Business Administration Management Major
Today’s managers must go beyond simply commanding and controlling people, enforcing rules, or maintaining organizational stability and efficiency. Modern leaders are expected to master a full range of management skills and strategic thinking, grounded in an understanding of what business administration management is in today’s evolving landscape. The Citadel’s BS in Business Management, part of its comprehensive business administration program, equips students with the knowledge and practical experience needed to lead ethically, grow successful organizations, or launch their own ventures. Through engaging business administration courses and hands-on training, students build a strong foundation in leadership, decision-making, and innovation, earning a degree in business management and administration that prepares them to excel in any professional setting.

Business Management Training
The goal of managing is to help individuals develop the skills to find innovative solutions to the problems confronting today’s organizations. It involves recognizing opportunities and acting on them—an approach central to our business administration program. Entrepreneurs are agents of change, and being entrepreneurial requires the ability to think creatively, innovate, and lead ideas from development to implementation.
At The Citadel Baker School of Business, we don’t teach students to “think outside the box,” we teach them how to obliterate the box altogether. Through a dynamic business administration course experience, a degree in business management and administration provides students with opportunities to solve complex problems using both traditional and non-traditional methods.
Within the Baker School of Business is our Innovation Lab—a small operation with a large undertaking, serving as an idea hub for entrepreneurially minded students across campus. Our mission is to create principled change agents of innovation who solve complex problems, supported by hands-on business administration training that encourages creative thinking across challenges of all sizes.
Intended Outcomes
As a Principled Manager and Entrepreneur, our business administration courses develop the knowledge and skills to build trust, inspire commitment, lead change, and harness people’s creativity and enthusiasm. Students learn to find shared vision and values while sharing authority and responsibility, all within a comprehensive business administration program. Our degree offering also provides guidance on assessing the moral and ethical dimensions of business decisions in a principled manner.

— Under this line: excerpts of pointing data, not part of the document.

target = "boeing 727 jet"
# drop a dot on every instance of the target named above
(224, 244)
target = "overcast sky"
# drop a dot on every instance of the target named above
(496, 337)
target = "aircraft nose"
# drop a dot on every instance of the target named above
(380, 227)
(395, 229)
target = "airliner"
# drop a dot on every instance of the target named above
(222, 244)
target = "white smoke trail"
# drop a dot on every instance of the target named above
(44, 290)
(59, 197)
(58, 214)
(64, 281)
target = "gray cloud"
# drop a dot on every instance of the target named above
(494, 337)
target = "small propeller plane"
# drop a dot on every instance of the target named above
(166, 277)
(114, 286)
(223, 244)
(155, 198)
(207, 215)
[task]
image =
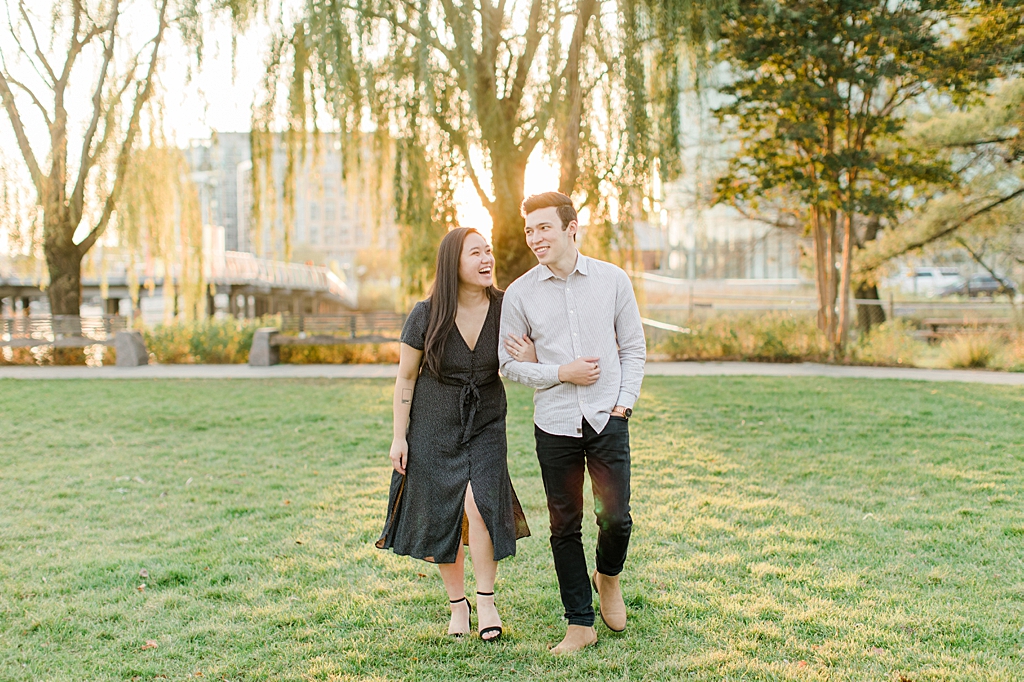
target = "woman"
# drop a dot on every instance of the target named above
(451, 483)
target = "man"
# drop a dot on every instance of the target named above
(583, 318)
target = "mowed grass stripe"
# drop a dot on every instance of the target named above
(784, 528)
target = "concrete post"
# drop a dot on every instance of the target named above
(262, 353)
(130, 348)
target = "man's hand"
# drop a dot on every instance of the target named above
(582, 372)
(399, 455)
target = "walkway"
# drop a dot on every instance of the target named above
(388, 372)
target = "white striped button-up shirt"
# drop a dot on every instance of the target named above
(592, 313)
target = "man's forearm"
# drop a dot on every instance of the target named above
(534, 375)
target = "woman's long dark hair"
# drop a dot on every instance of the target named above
(444, 298)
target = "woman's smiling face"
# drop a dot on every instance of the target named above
(476, 265)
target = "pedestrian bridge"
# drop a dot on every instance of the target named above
(239, 284)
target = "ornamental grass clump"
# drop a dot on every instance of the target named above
(775, 337)
(349, 353)
(973, 350)
(202, 341)
(891, 343)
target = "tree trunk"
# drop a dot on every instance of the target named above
(512, 256)
(844, 289)
(64, 260)
(824, 271)
(868, 314)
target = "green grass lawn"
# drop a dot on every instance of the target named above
(784, 528)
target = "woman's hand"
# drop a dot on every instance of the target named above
(521, 348)
(399, 455)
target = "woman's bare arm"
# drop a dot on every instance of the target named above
(404, 385)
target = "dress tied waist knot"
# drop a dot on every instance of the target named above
(469, 401)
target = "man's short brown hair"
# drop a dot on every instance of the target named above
(547, 200)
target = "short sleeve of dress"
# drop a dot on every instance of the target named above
(415, 331)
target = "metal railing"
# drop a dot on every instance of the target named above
(349, 325)
(59, 330)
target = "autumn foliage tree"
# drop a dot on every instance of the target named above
(820, 95)
(77, 73)
(454, 89)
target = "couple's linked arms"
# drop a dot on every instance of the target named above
(584, 371)
(517, 355)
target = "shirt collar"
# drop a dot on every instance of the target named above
(544, 272)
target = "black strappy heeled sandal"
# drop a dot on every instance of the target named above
(492, 629)
(469, 625)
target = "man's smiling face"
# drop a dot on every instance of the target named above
(545, 236)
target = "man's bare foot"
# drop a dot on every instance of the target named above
(459, 625)
(612, 606)
(577, 637)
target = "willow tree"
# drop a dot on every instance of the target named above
(76, 73)
(454, 89)
(821, 94)
(981, 213)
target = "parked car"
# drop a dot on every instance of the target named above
(980, 285)
(928, 281)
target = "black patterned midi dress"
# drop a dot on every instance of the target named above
(456, 436)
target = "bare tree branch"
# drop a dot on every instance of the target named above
(38, 179)
(525, 60)
(945, 231)
(35, 99)
(124, 154)
(87, 160)
(978, 257)
(35, 40)
(459, 139)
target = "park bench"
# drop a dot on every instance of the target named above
(75, 332)
(936, 329)
(324, 331)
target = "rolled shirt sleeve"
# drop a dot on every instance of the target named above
(632, 345)
(535, 375)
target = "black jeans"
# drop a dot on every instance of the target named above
(562, 462)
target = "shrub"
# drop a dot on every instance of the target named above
(1015, 352)
(890, 343)
(973, 350)
(775, 337)
(352, 353)
(202, 341)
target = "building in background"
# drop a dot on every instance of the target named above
(332, 223)
(715, 242)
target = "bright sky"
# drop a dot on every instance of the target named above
(220, 95)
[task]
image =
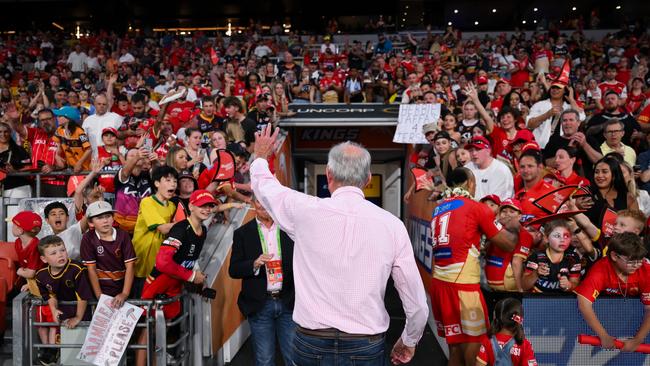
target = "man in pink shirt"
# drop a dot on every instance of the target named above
(345, 250)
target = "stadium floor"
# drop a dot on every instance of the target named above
(427, 353)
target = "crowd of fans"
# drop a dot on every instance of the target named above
(148, 117)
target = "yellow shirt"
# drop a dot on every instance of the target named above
(146, 237)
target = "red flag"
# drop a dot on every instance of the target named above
(552, 201)
(213, 56)
(223, 169)
(422, 180)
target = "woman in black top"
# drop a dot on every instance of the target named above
(13, 158)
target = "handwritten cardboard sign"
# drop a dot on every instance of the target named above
(410, 120)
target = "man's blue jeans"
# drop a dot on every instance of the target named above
(339, 351)
(271, 322)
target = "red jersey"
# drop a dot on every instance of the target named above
(456, 229)
(28, 256)
(602, 278)
(108, 180)
(528, 196)
(521, 355)
(43, 147)
(498, 268)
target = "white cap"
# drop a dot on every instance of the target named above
(98, 208)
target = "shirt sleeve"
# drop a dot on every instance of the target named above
(594, 282)
(411, 291)
(87, 250)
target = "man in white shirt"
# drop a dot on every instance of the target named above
(92, 63)
(95, 124)
(492, 176)
(77, 60)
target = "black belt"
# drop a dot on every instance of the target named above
(335, 333)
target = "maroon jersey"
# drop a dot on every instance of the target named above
(109, 258)
(70, 284)
(457, 225)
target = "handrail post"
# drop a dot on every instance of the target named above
(161, 337)
(38, 185)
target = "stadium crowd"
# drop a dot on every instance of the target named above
(552, 130)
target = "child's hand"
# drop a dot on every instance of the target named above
(607, 341)
(71, 323)
(119, 300)
(565, 284)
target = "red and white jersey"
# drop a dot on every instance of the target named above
(616, 86)
(456, 229)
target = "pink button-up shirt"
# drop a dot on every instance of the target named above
(345, 249)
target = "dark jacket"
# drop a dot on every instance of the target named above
(246, 248)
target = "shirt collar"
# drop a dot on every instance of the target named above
(348, 190)
(114, 234)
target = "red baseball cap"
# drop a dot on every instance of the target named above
(477, 142)
(202, 198)
(27, 220)
(491, 197)
(109, 130)
(512, 203)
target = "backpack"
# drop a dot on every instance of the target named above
(502, 355)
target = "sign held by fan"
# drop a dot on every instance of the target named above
(223, 169)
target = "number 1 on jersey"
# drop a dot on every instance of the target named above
(441, 223)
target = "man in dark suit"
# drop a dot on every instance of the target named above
(262, 256)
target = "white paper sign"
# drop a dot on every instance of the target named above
(109, 332)
(410, 121)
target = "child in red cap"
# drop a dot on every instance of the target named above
(26, 225)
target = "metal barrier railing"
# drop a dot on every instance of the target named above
(157, 346)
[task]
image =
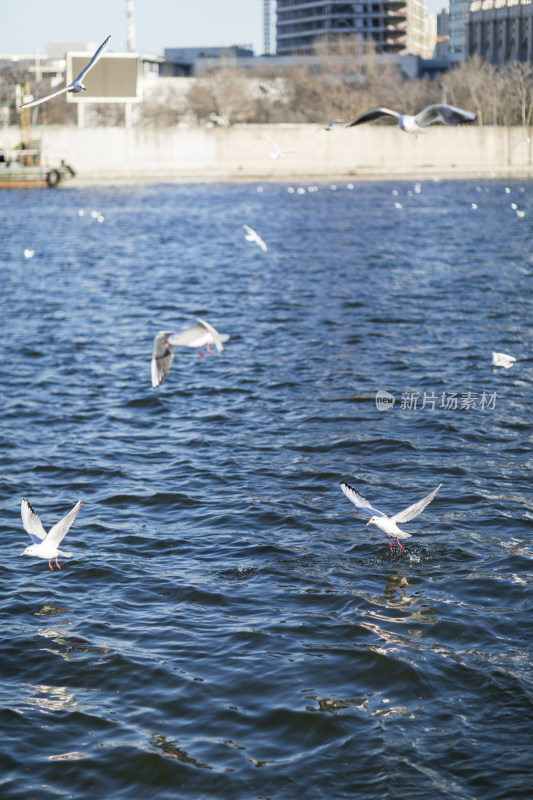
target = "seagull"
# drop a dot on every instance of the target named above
(165, 341)
(252, 236)
(276, 152)
(449, 115)
(45, 545)
(502, 360)
(76, 85)
(388, 524)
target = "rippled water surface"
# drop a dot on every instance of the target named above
(227, 627)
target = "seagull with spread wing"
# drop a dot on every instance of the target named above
(76, 85)
(253, 236)
(449, 115)
(45, 545)
(388, 524)
(200, 334)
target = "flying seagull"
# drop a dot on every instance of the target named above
(252, 236)
(449, 115)
(388, 524)
(76, 85)
(502, 360)
(200, 334)
(45, 545)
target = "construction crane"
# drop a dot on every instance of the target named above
(131, 27)
(266, 28)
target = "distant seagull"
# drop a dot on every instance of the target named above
(332, 123)
(252, 236)
(45, 545)
(200, 334)
(275, 152)
(388, 524)
(76, 85)
(502, 360)
(449, 115)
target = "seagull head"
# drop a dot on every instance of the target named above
(29, 551)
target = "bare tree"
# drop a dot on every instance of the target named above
(222, 97)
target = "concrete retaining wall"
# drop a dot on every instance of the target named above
(243, 152)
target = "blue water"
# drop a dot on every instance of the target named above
(227, 627)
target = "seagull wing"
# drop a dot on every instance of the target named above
(48, 97)
(93, 60)
(162, 355)
(58, 532)
(450, 115)
(32, 524)
(414, 510)
(358, 499)
(370, 116)
(217, 338)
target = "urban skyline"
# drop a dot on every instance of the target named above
(159, 24)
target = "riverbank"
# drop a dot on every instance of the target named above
(244, 152)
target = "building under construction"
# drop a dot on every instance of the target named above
(392, 26)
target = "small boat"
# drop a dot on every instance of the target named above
(22, 167)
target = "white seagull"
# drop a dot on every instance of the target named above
(388, 524)
(449, 115)
(200, 334)
(502, 360)
(76, 85)
(252, 236)
(45, 545)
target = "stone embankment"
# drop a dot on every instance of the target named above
(243, 152)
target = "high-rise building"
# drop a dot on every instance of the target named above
(458, 26)
(393, 26)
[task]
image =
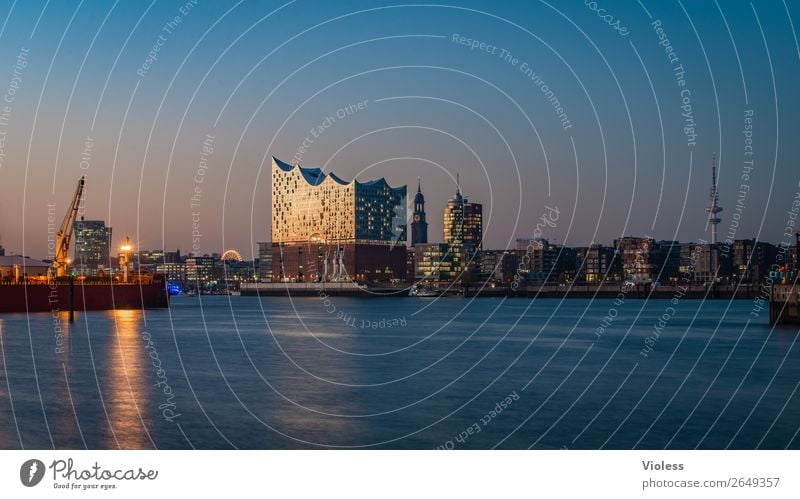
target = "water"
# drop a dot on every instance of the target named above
(243, 372)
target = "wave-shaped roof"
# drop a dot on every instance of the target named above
(315, 176)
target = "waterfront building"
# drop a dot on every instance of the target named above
(419, 227)
(201, 271)
(597, 263)
(327, 229)
(92, 247)
(752, 259)
(499, 265)
(16, 268)
(265, 262)
(434, 262)
(704, 263)
(463, 223)
(645, 260)
(463, 233)
(173, 272)
(544, 262)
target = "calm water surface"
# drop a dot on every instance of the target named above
(244, 372)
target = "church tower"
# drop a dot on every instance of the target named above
(419, 227)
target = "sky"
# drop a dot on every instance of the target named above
(609, 112)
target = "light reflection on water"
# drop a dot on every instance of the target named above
(247, 373)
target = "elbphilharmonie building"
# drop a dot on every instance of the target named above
(327, 229)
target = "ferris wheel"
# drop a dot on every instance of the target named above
(231, 255)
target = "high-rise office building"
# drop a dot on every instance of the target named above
(327, 229)
(463, 223)
(419, 227)
(92, 247)
(265, 262)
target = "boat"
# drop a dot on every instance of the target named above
(87, 294)
(34, 287)
(420, 290)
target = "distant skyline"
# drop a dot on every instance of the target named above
(173, 111)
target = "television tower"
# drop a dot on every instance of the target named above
(713, 202)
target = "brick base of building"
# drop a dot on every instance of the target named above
(307, 262)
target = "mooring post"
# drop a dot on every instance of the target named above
(71, 295)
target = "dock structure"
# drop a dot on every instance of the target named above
(784, 304)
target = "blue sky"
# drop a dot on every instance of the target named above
(259, 76)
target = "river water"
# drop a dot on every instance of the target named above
(272, 373)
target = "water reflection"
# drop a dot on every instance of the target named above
(126, 390)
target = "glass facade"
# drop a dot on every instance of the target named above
(309, 206)
(92, 247)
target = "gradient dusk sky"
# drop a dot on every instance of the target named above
(401, 91)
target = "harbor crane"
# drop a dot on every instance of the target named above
(64, 235)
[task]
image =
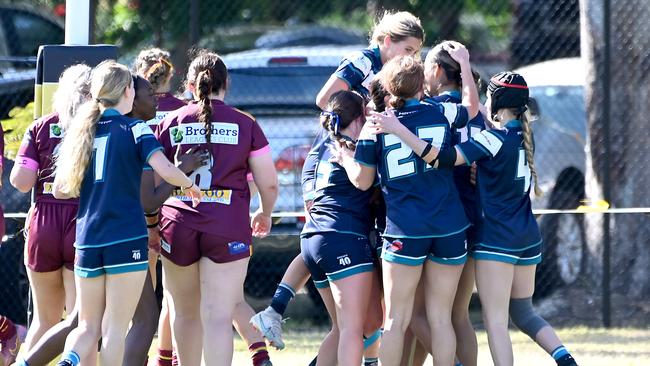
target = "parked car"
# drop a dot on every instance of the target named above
(23, 29)
(560, 134)
(279, 87)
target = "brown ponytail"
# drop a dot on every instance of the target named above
(209, 75)
(529, 149)
(343, 108)
(203, 88)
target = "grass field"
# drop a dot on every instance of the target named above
(590, 346)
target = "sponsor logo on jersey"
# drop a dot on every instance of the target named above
(47, 188)
(222, 196)
(344, 260)
(55, 131)
(194, 133)
(395, 245)
(158, 118)
(237, 247)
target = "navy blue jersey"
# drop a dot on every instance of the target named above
(468, 192)
(337, 204)
(504, 187)
(421, 201)
(359, 68)
(110, 211)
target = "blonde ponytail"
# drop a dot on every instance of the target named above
(108, 85)
(529, 149)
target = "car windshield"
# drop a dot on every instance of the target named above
(563, 107)
(277, 87)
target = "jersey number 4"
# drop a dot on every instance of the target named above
(400, 161)
(100, 145)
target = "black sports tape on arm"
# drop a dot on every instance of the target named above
(447, 158)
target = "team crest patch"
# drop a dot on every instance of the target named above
(56, 131)
(395, 245)
(194, 133)
(237, 247)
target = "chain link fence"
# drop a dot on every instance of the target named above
(279, 54)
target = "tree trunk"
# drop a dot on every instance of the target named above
(629, 107)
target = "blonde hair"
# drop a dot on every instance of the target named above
(154, 64)
(529, 148)
(398, 26)
(403, 78)
(73, 90)
(108, 84)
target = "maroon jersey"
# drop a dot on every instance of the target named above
(166, 103)
(35, 153)
(236, 136)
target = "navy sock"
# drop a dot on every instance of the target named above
(283, 294)
(70, 358)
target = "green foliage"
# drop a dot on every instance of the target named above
(15, 126)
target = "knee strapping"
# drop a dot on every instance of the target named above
(525, 318)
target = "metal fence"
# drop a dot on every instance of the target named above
(540, 39)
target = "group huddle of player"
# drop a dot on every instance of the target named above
(413, 193)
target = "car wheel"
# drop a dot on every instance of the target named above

Going beyond rote memorization of the components of management (planning, organizing, leading, and controlling organizational resources), students in the BS in Business Management engage deeply in their discipline. They gain greater choice in career preparation, academic specialization, tailored faculty advising, and specialized guidance from industry professionals through the Coaching Program, along with hands-on experience through internships and professional development.
Management majors are strongly encouraged to complete an industry internship—supervised work experience aligned with their career goals and an essential part of their business administration training.
Coursework
The management major consists of 24 credit hours (eight courses) from the Management & Entrepreneurship Department and other courses from the Baker School of Business that contribute to a robust understanding of management and entrepreneurship. Twelve hours are required courses; and, the remaining twelve hours are four elective courses that may be courses from other business discipline-specific classes found in the college catalog or other general college classes that are selected in consultation with the student’s business academic advisor. Courses will build upon and contribute to a logical career path (e.g., taking a psychology course in human behavior because the future career path is in the residential real estate industry).
| Course | Title |
|---|---|
| ENTR 301 | Principled Entrepreneurship and the Free Enterprise System |
| MGMT 301 | Principles of Management |
| MGMT 311 | Human Resource Management |
| MGMT 411 | Business Ethics |
| ENTR 401 | Small Business Management/Entrepreneurship |
Elective Courses
| Course | Title |
|---|---|
| ACCT 403 | Federal Taxation |
| BLAW 303 | Commercial Law |
| BLAW 311 | Principles of Real Estate |
| ENTR 411 | Technology & Entrepreneurship |
| FINC 303 | Financial Modeling |
| MGMT 307 | Leading Inclusion & Diversity |
| MGMT 313 | Leading Teams |
| MGMT 421 | Management Information Systems |
| MGMT 460 | Business Internship |
| MGMT 470 | Special Topics in Management |
| MGMT 480 | Undergraduate Research in Management |
| MGMT 490 | Independent Study in Management |
| MKTG 303 | Business Development 1 |
In consultation with your faculty advisor, other courses may be selected from any discipline that will strengthen your skillset for this major. View the Academic Map for your academic year for more information.
Advisement
Students in the Management & Entrepreneurship Department are assigned an advisor from faculty in the discipline. Students are matched with academic advisors and career professionals for academic and practical matters relative to pursuing their desired career path.
Extra-Curricular Components
The Management major also includes a number of extra-curricular components:
- Coaches – Coaches from the Coaches Program with experience in the field the student wishes to pursue are assigned.
- On-campus clubs and activities – Students have access to and are encouraged to participate in free enterprise-related clubs, organizations, and events, including the Bulldog Business Bowl student business plan competition, an evening bi-weekly reading group that meets to discuss books and articles provided for students and a lecture series in entrepreneurship and free enterprise.
- Internship & independent study opportunities – Students are encouraged to do internships, which provide exposure to and experience in their desired career fields, or an independent study with a faculty member on a formal research project.